In July 2003, a new system of fees was introduced. This requires a requester to pay a €15 fee up-front if the request is for non-personal information. An internal and external appeal of a decision on such a request attracts fees of €75 and €150, respectively. There are reductions for medical card holders. The introduction of some form of up-front fee arrangement was recommended by a high level group of Secretaries General which reviewed the operation of the original Freedom of Information Act in 2002. Provision for such fees was included in the Freedom of Information (Amendment) Act 2003, which came into force in April of that year.

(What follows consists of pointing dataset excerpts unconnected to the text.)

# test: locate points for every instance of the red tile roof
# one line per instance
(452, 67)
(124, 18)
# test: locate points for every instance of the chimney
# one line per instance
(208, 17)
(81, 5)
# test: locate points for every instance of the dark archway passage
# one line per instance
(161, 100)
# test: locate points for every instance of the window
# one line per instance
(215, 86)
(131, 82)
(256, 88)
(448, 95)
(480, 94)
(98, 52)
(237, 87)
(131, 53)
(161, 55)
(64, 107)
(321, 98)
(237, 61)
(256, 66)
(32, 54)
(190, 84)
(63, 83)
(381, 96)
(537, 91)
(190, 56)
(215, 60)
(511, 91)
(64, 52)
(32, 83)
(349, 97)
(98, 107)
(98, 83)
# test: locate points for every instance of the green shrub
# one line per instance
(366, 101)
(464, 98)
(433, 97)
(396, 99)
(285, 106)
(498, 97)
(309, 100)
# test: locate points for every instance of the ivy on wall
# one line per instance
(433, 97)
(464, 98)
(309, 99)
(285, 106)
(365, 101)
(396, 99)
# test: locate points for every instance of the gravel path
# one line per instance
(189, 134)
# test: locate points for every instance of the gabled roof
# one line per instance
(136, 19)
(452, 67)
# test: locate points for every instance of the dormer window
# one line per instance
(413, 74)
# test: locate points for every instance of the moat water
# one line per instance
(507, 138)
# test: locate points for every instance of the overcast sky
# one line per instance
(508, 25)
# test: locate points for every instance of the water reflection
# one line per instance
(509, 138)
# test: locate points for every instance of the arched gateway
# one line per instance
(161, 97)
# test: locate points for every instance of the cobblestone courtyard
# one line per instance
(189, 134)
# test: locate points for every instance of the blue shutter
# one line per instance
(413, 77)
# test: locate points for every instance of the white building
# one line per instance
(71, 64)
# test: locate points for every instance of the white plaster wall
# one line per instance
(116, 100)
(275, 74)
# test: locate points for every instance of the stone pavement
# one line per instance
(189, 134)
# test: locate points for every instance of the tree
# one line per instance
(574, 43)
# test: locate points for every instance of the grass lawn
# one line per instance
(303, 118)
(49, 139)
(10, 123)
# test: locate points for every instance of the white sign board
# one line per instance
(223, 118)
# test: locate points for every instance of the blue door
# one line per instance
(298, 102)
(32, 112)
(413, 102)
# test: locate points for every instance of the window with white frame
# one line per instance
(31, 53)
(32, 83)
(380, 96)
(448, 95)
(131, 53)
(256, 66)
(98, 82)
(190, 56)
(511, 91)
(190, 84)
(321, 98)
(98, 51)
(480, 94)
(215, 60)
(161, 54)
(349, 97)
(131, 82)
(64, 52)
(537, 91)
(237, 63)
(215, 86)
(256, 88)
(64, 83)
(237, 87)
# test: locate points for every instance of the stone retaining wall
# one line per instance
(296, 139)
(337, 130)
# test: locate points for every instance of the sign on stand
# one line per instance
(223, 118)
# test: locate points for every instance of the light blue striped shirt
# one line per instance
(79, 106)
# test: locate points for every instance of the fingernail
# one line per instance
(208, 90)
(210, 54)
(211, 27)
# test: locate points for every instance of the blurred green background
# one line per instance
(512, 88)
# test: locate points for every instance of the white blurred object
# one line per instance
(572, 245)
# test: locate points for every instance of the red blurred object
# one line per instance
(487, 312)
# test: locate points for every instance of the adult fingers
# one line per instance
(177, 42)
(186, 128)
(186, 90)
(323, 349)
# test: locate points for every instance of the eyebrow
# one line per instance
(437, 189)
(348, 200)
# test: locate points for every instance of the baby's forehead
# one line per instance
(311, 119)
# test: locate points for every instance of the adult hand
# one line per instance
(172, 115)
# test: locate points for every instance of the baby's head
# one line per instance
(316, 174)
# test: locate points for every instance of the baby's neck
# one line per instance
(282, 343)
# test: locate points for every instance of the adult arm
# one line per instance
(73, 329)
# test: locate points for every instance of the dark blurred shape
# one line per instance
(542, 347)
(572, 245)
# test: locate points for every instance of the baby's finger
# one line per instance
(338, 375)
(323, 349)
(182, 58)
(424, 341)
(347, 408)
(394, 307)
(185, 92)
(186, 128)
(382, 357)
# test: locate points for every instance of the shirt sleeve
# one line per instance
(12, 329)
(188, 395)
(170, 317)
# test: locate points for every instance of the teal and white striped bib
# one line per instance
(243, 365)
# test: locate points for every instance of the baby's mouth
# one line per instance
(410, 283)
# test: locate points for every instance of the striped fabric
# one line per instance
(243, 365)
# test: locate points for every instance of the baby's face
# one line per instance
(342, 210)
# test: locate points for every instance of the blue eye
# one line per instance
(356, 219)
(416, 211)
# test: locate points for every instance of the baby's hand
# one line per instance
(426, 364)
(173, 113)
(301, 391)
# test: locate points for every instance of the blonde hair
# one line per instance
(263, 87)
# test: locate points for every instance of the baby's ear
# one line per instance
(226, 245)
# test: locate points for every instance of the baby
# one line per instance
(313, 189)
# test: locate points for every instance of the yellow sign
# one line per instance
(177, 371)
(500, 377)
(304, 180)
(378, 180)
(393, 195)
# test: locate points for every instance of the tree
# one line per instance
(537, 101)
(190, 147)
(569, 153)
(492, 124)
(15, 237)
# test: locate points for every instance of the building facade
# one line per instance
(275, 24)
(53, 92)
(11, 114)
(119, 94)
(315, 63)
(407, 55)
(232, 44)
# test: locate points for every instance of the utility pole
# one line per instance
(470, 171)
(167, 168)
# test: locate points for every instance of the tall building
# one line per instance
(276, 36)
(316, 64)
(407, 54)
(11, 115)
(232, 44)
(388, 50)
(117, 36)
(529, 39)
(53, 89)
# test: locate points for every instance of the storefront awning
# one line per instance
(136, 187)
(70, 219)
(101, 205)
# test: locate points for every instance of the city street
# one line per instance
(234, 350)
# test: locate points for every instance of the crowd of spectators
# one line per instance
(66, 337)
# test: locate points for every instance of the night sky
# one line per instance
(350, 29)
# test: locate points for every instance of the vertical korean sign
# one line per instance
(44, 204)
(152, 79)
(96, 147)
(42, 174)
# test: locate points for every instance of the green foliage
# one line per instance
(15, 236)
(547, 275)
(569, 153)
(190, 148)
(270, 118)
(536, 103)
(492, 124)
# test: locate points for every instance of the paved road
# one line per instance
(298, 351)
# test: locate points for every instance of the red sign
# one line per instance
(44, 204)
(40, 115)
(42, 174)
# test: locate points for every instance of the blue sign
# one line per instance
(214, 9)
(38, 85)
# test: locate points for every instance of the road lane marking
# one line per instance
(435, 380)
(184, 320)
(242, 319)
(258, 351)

In general, the fees were designed to encourage a greater appreciation of the cost of administering the Freedom of Information Act by public bodies while ensuring that people can continue to have access to information. The average cost of processing a single freedom of information request has been estimated in the past at approximately €425. No doubt that figure has increased to more than €500.

The fees also provide enhanced protection for public bodies, and the taxpayer, against those few individuals who might choose to use the Freedom of Information Act in a questionable way. There were examples of such usage prior to the introduction of up-front fees, which had resulted in considerable costs and disruption. In one case, as the Minister mentioned, in a relatively short period one individual made 466 freedom of information requests, 101 internal review applications and 35 appeals to the Information Commissioner. A total of 194 of the requests were to a single public body. The total cost of these applications was estimated at the time to be in excess of €127,000.

There has not been a major fall-off in people making freedom of information requests. When the Act came into force it was expected there would be a large number of requests. That was reflected in the fact that in 2003, 18,443 people made requests, in 2004, the figure was 12,500, in 2005 it was 14,616, in 2006 it was 11,800, and in 2007 it was 10,708. A significant volume of people, therefore, still have genuine reasons for requesting information but the changes suggested in the Labour Party motion are unnecessary. For obvious reasons of security, health, business and Cabinet confidentiality there had to be certain restrictions, and those are at a minimum.